Although Wahlin did not reveal which country was behind the attack, he suspected that the communist-led governments of China and North Korea had the resources – and the most to gain – from infiltrating Lockheed Martin.

“Instead of dealing with paper copies of classified documents that get passed at dead drops [secret locations] by agents, we're dealing with digital information such as source codes that can be analysed to fit in an overall scheme,” he said.

“It seems the targets like Lockheed Martin are starting to get softened up.

“This isn’t the end game; there is something bigger coming down the pipe and what we are seeing right now is a prelude to that.”

“There could be a new warfare doctrine been created.

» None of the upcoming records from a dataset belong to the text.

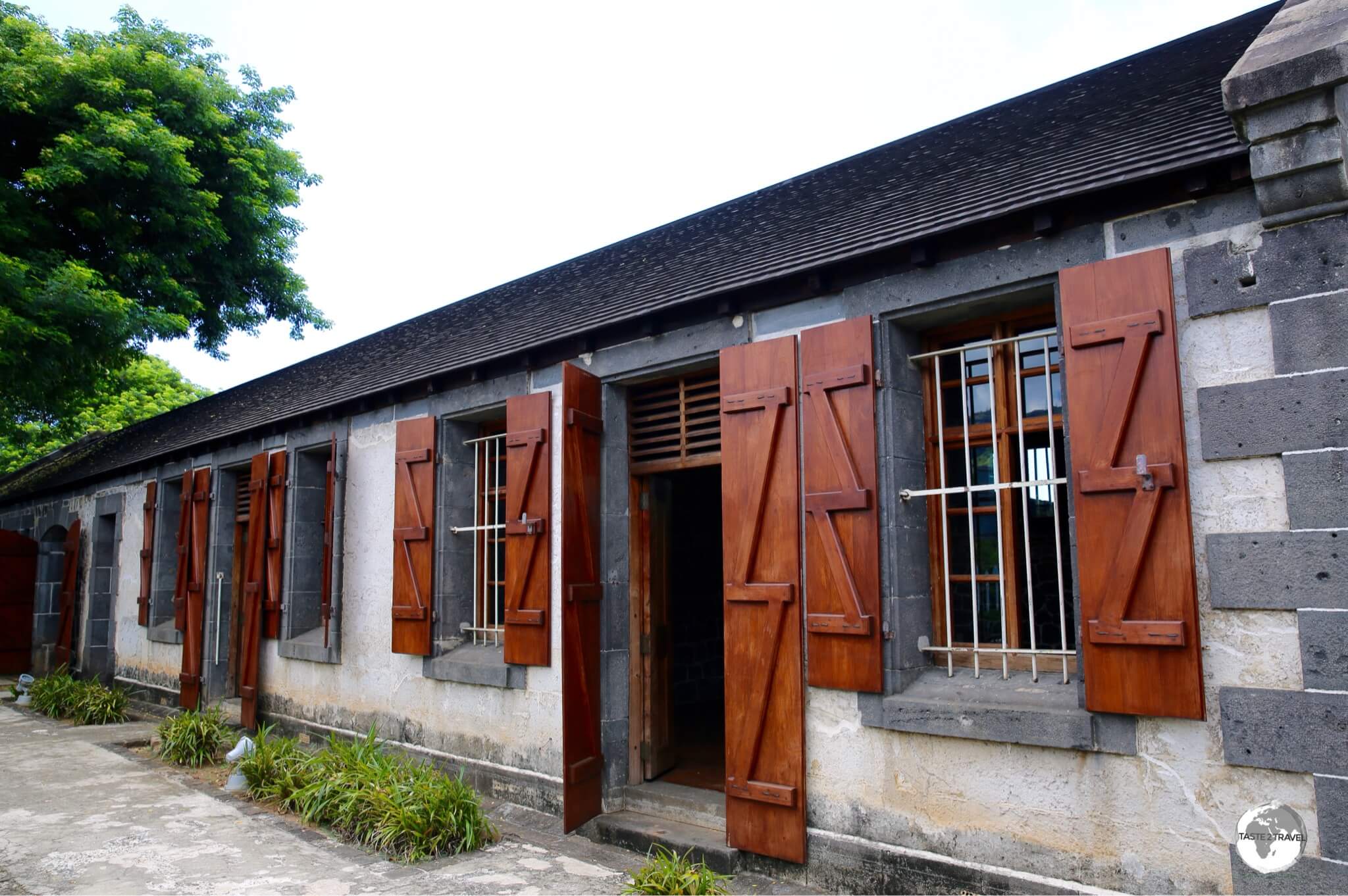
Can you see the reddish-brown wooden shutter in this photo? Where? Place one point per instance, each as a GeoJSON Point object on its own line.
{"type": "Point", "coordinates": [255, 581]}
{"type": "Point", "coordinates": [761, 503]}
{"type": "Point", "coordinates": [275, 530]}
{"type": "Point", "coordinates": [194, 630]}
{"type": "Point", "coordinates": [69, 581]}
{"type": "Point", "coordinates": [843, 522]}
{"type": "Point", "coordinates": [147, 554]}
{"type": "Point", "coordinates": [527, 501]}
{"type": "Point", "coordinates": [180, 586]}
{"type": "Point", "coordinates": [414, 528]}
{"type": "Point", "coordinates": [1139, 604]}
{"type": "Point", "coordinates": [583, 760]}
{"type": "Point", "coordinates": [325, 599]}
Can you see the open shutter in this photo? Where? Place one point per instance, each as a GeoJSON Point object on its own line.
{"type": "Point", "coordinates": [583, 760]}
{"type": "Point", "coordinates": [843, 523]}
{"type": "Point", "coordinates": [147, 553]}
{"type": "Point", "coordinates": [414, 528]}
{"type": "Point", "coordinates": [275, 528]}
{"type": "Point", "coordinates": [325, 599]}
{"type": "Point", "coordinates": [761, 499]}
{"type": "Point", "coordinates": [1139, 604]}
{"type": "Point", "coordinates": [527, 501]}
{"type": "Point", "coordinates": [180, 586]}
{"type": "Point", "coordinates": [194, 631]}
{"type": "Point", "coordinates": [255, 574]}
{"type": "Point", "coordinates": [69, 581]}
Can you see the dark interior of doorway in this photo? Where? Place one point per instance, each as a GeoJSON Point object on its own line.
{"type": "Point", "coordinates": [687, 516]}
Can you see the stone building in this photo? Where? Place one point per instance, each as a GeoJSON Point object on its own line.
{"type": "Point", "coordinates": [967, 514]}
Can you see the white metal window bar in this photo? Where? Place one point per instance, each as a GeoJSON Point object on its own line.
{"type": "Point", "coordinates": [1045, 479]}
{"type": "Point", "coordinates": [488, 539]}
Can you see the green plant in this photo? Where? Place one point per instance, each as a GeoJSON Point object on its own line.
{"type": "Point", "coordinates": [99, 705]}
{"type": "Point", "coordinates": [55, 694]}
{"type": "Point", "coordinates": [193, 739]}
{"type": "Point", "coordinates": [405, 809]}
{"type": "Point", "coordinates": [667, 872]}
{"type": "Point", "coordinates": [275, 768]}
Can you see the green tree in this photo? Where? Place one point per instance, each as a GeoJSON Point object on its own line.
{"type": "Point", "coordinates": [142, 196]}
{"type": "Point", "coordinates": [146, 387]}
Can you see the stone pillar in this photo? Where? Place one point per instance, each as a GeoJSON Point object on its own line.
{"type": "Point", "coordinates": [1289, 100]}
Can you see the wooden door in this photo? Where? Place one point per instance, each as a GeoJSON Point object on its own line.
{"type": "Point", "coordinates": [1139, 605]}
{"type": "Point", "coordinates": [761, 509]}
{"type": "Point", "coordinates": [414, 535]}
{"type": "Point", "coordinates": [275, 531]}
{"type": "Point", "coordinates": [583, 592]}
{"type": "Point", "coordinates": [843, 518]}
{"type": "Point", "coordinates": [65, 646]}
{"type": "Point", "coordinates": [255, 581]}
{"type": "Point", "coordinates": [658, 753]}
{"type": "Point", "coordinates": [529, 500]}
{"type": "Point", "coordinates": [18, 585]}
{"type": "Point", "coordinates": [147, 551]}
{"type": "Point", "coordinates": [194, 609]}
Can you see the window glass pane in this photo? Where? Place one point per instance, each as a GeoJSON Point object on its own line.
{"type": "Point", "coordinates": [980, 461]}
{"type": "Point", "coordinates": [1034, 399]}
{"type": "Point", "coordinates": [977, 398]}
{"type": "Point", "coordinates": [975, 362]}
{"type": "Point", "coordinates": [985, 543]}
{"type": "Point", "coordinates": [1031, 352]}
{"type": "Point", "coordinates": [990, 614]}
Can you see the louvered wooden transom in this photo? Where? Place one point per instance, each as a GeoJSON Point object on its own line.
{"type": "Point", "coordinates": [676, 424]}
{"type": "Point", "coordinates": [243, 499]}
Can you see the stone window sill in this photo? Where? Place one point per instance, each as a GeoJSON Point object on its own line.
{"type": "Point", "coordinates": [309, 646]}
{"type": "Point", "coordinates": [990, 709]}
{"type": "Point", "coordinates": [165, 632]}
{"type": "Point", "coordinates": [475, 664]}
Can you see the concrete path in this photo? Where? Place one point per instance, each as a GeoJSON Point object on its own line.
{"type": "Point", "coordinates": [80, 814]}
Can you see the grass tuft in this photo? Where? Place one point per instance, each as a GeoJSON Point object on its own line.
{"type": "Point", "coordinates": [276, 767]}
{"type": "Point", "coordinates": [667, 872]}
{"type": "Point", "coordinates": [193, 739]}
{"type": "Point", "coordinates": [99, 705]}
{"type": "Point", "coordinates": [55, 694]}
{"type": "Point", "coordinates": [402, 807]}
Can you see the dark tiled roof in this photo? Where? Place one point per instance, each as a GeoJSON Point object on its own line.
{"type": "Point", "coordinates": [1154, 112]}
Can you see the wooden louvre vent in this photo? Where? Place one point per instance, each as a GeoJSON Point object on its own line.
{"type": "Point", "coordinates": [243, 499]}
{"type": "Point", "coordinates": [676, 424]}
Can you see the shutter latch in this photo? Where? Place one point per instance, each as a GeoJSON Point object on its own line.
{"type": "Point", "coordinates": [1149, 484]}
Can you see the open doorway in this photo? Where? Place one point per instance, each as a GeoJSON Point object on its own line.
{"type": "Point", "coordinates": [684, 637]}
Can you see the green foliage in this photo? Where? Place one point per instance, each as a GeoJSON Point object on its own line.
{"type": "Point", "coordinates": [142, 196]}
{"type": "Point", "coordinates": [146, 387]}
{"type": "Point", "coordinates": [405, 809]}
{"type": "Point", "coordinates": [63, 695]}
{"type": "Point", "coordinates": [276, 767]}
{"type": "Point", "coordinates": [55, 694]}
{"type": "Point", "coordinates": [193, 739]}
{"type": "Point", "coordinates": [667, 872]}
{"type": "Point", "coordinates": [99, 705]}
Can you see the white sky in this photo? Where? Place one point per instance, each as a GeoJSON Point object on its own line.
{"type": "Point", "coordinates": [465, 145]}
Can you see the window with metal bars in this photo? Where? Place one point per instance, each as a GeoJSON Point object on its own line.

“I was in that world [NATO] for so long that when it looks and feels like a Cold War, there may be something else going down."

Wahlin pointed out that the RSA token hack, along with another hack traced back to China called Night Dragon, did not appear, at least on the surface, to be done for monetary gain.

"I think those attacks are linked to a cyber Cold War because who gained financially from Night Dragon?” he said.

“There was not a series of bank accounts that you could take money out of and why else would someone steal token seed files from RSA unless they wanted to go after its defence/government customers like Lockheed Martin?

“Countries such as China might be looking to get Lockheed Martin’s military design plans.”

While Night Dragon has remained underground since the initial attack, Wahlin said McAfee was keeping an eye out for more attacks that used it.

"Night Dragon will be out there as long as it has a host to come in and infect,” he said.

“The actual specific sets of malware that, where involved in Night Dragon and the concept, involved with something like it continue.

“We are seeing more and more cases and big samples of malware that are going after everything from infrastructure like Night Dragon to security companies like RSA."

Keeping on the Cold War theme, Wahlin also suspects hacktivist groups like Anonymous may eventually turn into cyber mercenaries, working for the highest bidder.